For Professor Anne Husebekk, president of University of Tromsø – The Arctic University of Norway, the dilemma means having students tell her that the university, which has research programmes in oil and gas, should not be engaged in the industry.
“It’s extremely difficult, because the Norwegian politicians have said … that we are still finding new resources to exploit in Norway, and for the next 40 to 50 years, we’ll have an industry that, by itself, doesn’t emit very much, but the resulting oil and gas is (causing) emissions in other parts of the world,” said Husebekk at the seminar.
“How can Norway, on the one hand, be at the forefront (of tackling) climate change… and on the other, be a big exporter and very much reliant on an economy that’s oil and gas-based? That’s the sort of dilemma we have to live with,” she said.
Husebekk told Eco-Business that she believes Norway should set an end-date to its oil and gas exploitation, perhaps in 15 years’ time, to allow people working in the industry to switch to new jobs.

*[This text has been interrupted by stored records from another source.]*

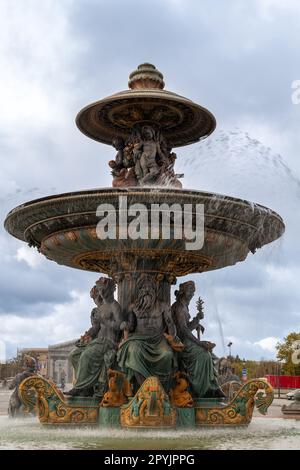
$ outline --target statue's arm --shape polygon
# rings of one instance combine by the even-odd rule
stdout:
[[[166,326],[167,333],[173,338],[176,336],[176,326],[172,318],[172,313],[170,307],[166,305],[166,308],[163,312],[163,319]]]
[[[13,390],[22,382],[21,373],[17,374],[8,386],[8,390]]]
[[[96,318],[94,322],[94,325],[84,333],[84,336],[89,336],[92,339],[97,337],[99,331],[101,330],[100,318]]]
[[[136,328],[136,316],[130,311],[128,315],[128,331],[132,333]]]
[[[96,338],[97,334],[101,329],[100,323],[92,326],[89,330],[84,333],[84,336],[90,336],[92,339]]]
[[[182,341],[184,341],[186,338],[189,338],[196,343],[199,341],[197,338],[193,335],[192,329],[190,328],[190,324],[193,322],[187,322],[185,312],[180,309],[180,308],[175,308],[173,311],[174,317],[176,318],[176,324],[178,325],[178,328],[180,329],[181,338]],[[194,328],[193,328],[194,329]]]
[[[124,160],[124,152],[123,150],[118,150],[117,155],[116,155],[116,164],[118,167],[123,167],[123,160]]]
[[[142,152],[143,147],[144,147],[144,142],[142,140],[134,145],[133,153],[135,155],[135,158],[137,158],[138,155]]]
[[[111,313],[109,318],[105,320],[106,324],[109,324],[114,330],[120,330],[123,321],[121,306],[116,302],[112,304]]]
[[[197,328],[197,326],[199,326],[199,318],[196,316],[195,318],[193,318],[191,321],[189,321],[187,323],[187,326],[188,326],[190,331],[195,330],[195,328]]]
[[[162,151],[159,141],[156,143],[156,150],[162,162],[167,162],[167,155]]]
[[[128,333],[132,333],[136,328],[136,317],[133,311],[130,309],[128,312],[127,320],[121,323],[121,330],[126,330]]]

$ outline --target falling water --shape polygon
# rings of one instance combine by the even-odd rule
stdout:
[[[216,191],[278,211],[300,198],[300,180],[284,158],[237,128],[220,130],[180,152],[177,171],[185,173],[186,188]]]
[[[259,250],[259,256],[266,263],[282,263],[283,246],[293,246],[291,239],[298,236],[300,229],[295,220],[300,200],[300,180],[284,158],[238,128],[217,131],[211,138],[192,148],[180,149],[178,156],[176,171],[185,174],[185,188],[246,199],[253,210],[257,204],[262,204],[283,217],[288,234]],[[262,217],[261,224],[263,221]],[[289,244],[285,241],[287,236]],[[203,276],[199,288],[202,285],[209,297],[208,303],[211,305],[208,308],[219,325],[225,350],[222,322],[209,282]]]

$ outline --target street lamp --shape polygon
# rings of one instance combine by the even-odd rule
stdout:
[[[278,398],[280,398],[280,376],[281,376],[281,362],[277,362],[277,388],[278,388]]]
[[[227,344],[227,347],[229,348],[229,357],[231,356],[231,346],[232,346],[232,342],[230,341],[228,344]]]

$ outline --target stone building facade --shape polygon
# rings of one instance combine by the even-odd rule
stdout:
[[[64,377],[66,384],[73,383],[73,367],[68,359],[76,340],[53,344],[48,347],[48,377],[61,384]]]

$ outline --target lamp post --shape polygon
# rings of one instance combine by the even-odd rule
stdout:
[[[232,342],[230,341],[228,344],[227,344],[227,347],[229,348],[229,357],[231,356],[231,346],[232,346]]]
[[[281,375],[281,362],[277,362],[277,388],[278,388],[278,398],[280,398],[280,375]]]

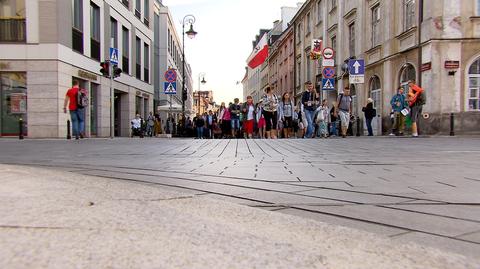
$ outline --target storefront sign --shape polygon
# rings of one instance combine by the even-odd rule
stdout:
[[[446,69],[458,69],[460,67],[460,61],[445,61]]]
[[[27,95],[24,93],[12,93],[10,95],[10,113],[27,113]]]
[[[431,62],[422,64],[422,69],[421,69],[422,72],[428,71],[430,69],[432,69],[432,63]]]
[[[97,81],[97,76],[95,74],[92,74],[83,70],[78,70],[78,76],[81,78]]]

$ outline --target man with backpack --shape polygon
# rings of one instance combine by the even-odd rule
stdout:
[[[422,114],[422,107],[427,102],[425,91],[415,84],[415,80],[408,82],[408,105],[410,106],[410,119],[412,121],[412,137],[418,137],[418,117]]]
[[[305,138],[314,137],[315,126],[313,125],[313,116],[317,109],[319,98],[313,87],[313,83],[310,81],[305,82],[306,91],[302,94],[302,105],[305,111],[305,118],[308,122],[307,132]]]
[[[343,93],[337,97],[337,106],[335,116],[340,117],[340,126],[342,137],[347,137],[348,125],[350,124],[350,115],[352,114],[352,97],[350,96],[350,88],[345,87]]]
[[[88,106],[88,92],[85,89],[80,89],[78,80],[73,81],[73,86],[70,88],[63,103],[63,112],[70,111],[70,118],[72,120],[72,134],[75,139],[85,137],[85,107]]]

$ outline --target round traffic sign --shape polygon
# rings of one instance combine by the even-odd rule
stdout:
[[[335,69],[333,67],[323,68],[322,75],[324,78],[333,78],[335,76]]]
[[[333,56],[335,56],[335,51],[330,47],[326,47],[323,49],[322,54],[323,58],[325,59],[333,59]]]
[[[165,72],[165,80],[167,82],[177,81],[177,72],[175,72],[174,69],[168,69],[167,72]]]

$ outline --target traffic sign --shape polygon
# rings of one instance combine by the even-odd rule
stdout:
[[[333,79],[333,78],[323,78],[322,79],[322,90],[325,90],[325,91],[335,90],[335,79]]]
[[[335,69],[333,67],[325,67],[322,71],[324,78],[333,78],[335,76]]]
[[[365,75],[365,61],[364,60],[349,60],[348,71],[350,75]]]
[[[167,82],[177,81],[177,72],[174,69],[168,69],[167,72],[165,72],[165,80]]]
[[[177,94],[177,83],[176,82],[164,82],[163,83],[163,93],[165,93],[165,94]]]
[[[364,60],[349,60],[348,73],[350,84],[365,83],[365,61]]]
[[[335,56],[335,51],[330,47],[326,47],[323,49],[322,54],[324,59],[333,59],[333,56]]]
[[[110,62],[112,64],[118,64],[118,49],[110,48]]]
[[[333,66],[335,66],[335,60],[334,59],[323,59],[322,66],[323,67],[333,67]]]

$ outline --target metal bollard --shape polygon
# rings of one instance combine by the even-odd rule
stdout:
[[[360,136],[360,117],[357,117],[357,136]]]
[[[72,139],[72,134],[70,132],[70,120],[67,120],[67,139]]]
[[[455,115],[450,113],[450,136],[455,136]]]
[[[18,139],[23,140],[23,119],[18,120]]]

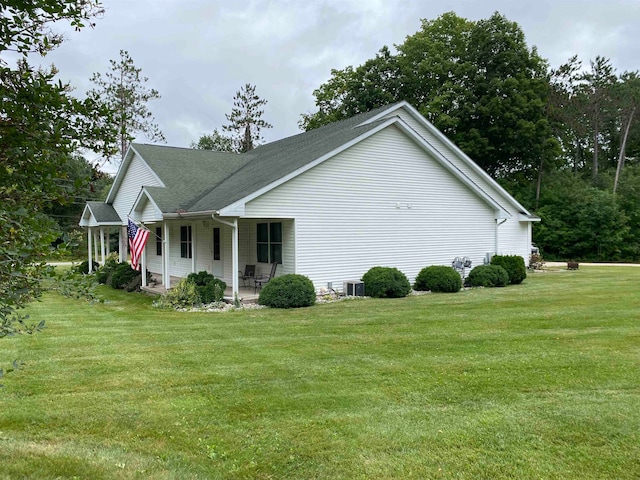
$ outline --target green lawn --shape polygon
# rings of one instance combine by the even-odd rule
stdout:
[[[640,268],[281,311],[49,295],[0,478],[637,479]]]

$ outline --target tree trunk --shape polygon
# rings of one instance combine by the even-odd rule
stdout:
[[[624,129],[624,135],[622,136],[622,142],[620,143],[620,154],[618,155],[618,166],[616,167],[616,177],[613,181],[613,194],[616,194],[616,190],[618,189],[618,180],[620,180],[620,172],[622,172],[622,167],[624,166],[624,156],[625,150],[627,148],[627,137],[629,136],[629,129],[631,128],[631,123],[633,122],[633,116],[636,113],[635,107],[631,110],[629,114],[629,120],[627,121],[627,126]]]

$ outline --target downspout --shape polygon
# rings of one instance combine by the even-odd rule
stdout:
[[[503,218],[502,221],[500,221],[501,219],[496,218],[496,238],[495,238],[495,247],[493,249],[493,254],[494,255],[498,255],[498,227],[500,225],[502,225],[504,222],[506,222],[508,219],[507,218]]]
[[[238,285],[238,219],[234,218],[233,222],[228,222],[226,220],[222,220],[219,217],[216,217],[216,214],[212,214],[211,218],[215,221],[215,222],[220,222],[223,225],[227,225],[228,227],[231,227],[231,273],[232,273],[232,280],[231,280],[231,290],[232,290],[232,297],[233,297],[233,301],[235,302],[239,296],[238,296],[238,289],[239,289],[239,285]]]

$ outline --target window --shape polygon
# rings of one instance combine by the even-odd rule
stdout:
[[[191,225],[180,227],[180,256],[182,258],[192,257],[191,245]]]
[[[213,229],[213,259],[220,260],[220,229]]]
[[[156,255],[162,255],[162,227],[156,227]]]
[[[259,223],[257,260],[260,263],[282,263],[282,223]]]

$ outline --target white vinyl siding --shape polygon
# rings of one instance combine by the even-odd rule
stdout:
[[[125,223],[143,186],[160,186],[160,184],[147,164],[138,155],[134,155],[113,200],[113,208]]]
[[[295,272],[316,287],[376,265],[413,281],[425,266],[456,256],[477,265],[495,249],[493,209],[393,126],[249,202],[246,214],[295,218]]]
[[[520,255],[528,265],[529,254],[531,253],[531,223],[518,220],[518,215],[521,212],[514,207],[512,201],[507,197],[508,194],[490,179],[488,175],[483,172],[478,172],[473,165],[469,165],[463,161],[460,158],[460,154],[454,151],[457,147],[452,147],[449,142],[443,141],[438,135],[429,131],[429,129],[416,120],[413,115],[402,109],[393,112],[392,116],[393,115],[402,118],[418,135],[436,148],[447,160],[453,163],[512,215],[513,218],[507,220],[498,228],[498,246],[496,253],[501,255]],[[479,169],[480,167],[477,168]]]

It should continue providing energy to the rest of the world, but from renewable sources, she said.
Such a change will take massive effort and entail unpopular decisions, she said. Much of Norwegian welfare is founded on oil money and it will be very hard for any politician to raise the prospect of lower pensions and get re-elected, for instance, she said.
How can Norway, on the one hand, be at the forefront (of tackling) climate change… and on the other be a big exporter and very much reliant on an economy that’s oil and gas-based?
Anne Husebekk, president, University of Tromsø – The Arctic University of Norway
In the meantime, melting ice has increased access to the Arctic’s trove of resources and this has meant opportunities for researchers and companies halfway around the world—although Southeast Asia, including Singapore, will be hardest hit by rising sea levels caused by melting and collapsing ice sheets if carbon emissions remain at business-as-usual levels and temperatures continue to rise.
Opportunities halfway around the world
Researchers at the Keppel-NUS Corporate Laboratory in Singapore work on Arctic-related projects such as the interaction between ice and offshore structures.
Singapore firm Keppel Offshore and Marine is a leader in the design and construction of offshore rigs and vessels that can sail through ice-covered seas. It is currently developing next-generation ice-breakers capable of cutting through ice that is three metres thick, said NUS Adjunct Professor Aziz Merchant, who is executive director of Keppel Marine and Deepwater Technology.
As Arctic waters are increasingly used for shipping, tourism, research and resource extraction, Merchant and other experts highlighted the risk of accidents and called for stronger search and rescue capabilities and infrastructure to ensure safety.
Society must avoid pointing fingers at one another and collaborate on the Arctic, said Holmén.
“That we are talking about the impacts of business or the impacts of various developments before they begin, is a much better (approach) than humankind has (taken) before,” he said.